Nissa brings plants and fresh air, not touching him to waken him but somehow doing it anyway, brushing his hair and cheeks with vines. At first he shies away, but he gets used to it eventually, until he can wake up, shake his head ruefully, and smile at her.

Three weeks after the Gatewatch starts tacitly looking out for him, Gideon wakes up at midnight to realize he hasn't heard the usual desperate noises from Jace's room. Concerned, he heads over immediately, only to find the door slightly ajar.
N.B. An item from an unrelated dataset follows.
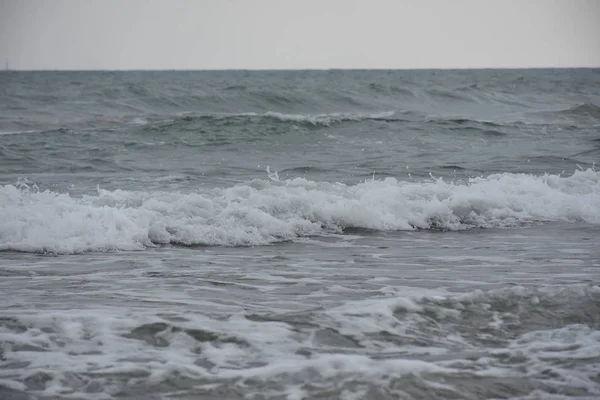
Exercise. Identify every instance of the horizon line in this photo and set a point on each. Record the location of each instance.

He pushes the door open and peers inside, only to discover that Jace's bed is overfull–Jace is curled into one corner, knees drawn up to his chest, and behind him, one arm sprawled across his chest, is a man in Izzet colors that Gideon thinks he should recognize, but doesn't immediately.

The Izzet recently had quite a success, Gideon remembers; for the past month or so, almost none of the mages have been seen outside of Nivix, as the jealous eye of Niv has kept them all locked up and busy on some project Gideon knows nothing about, but has heard Jace complain about several times. Now he knows why.

At the creak of the door, Ral Zarek looks up and scowls, putting a finger to his lips. Gideon just nods and smiles and closes the door.

One more person looking out for Jace is definitely okay in his book. He makes a note to get Lavinia to add Ral to the schedule.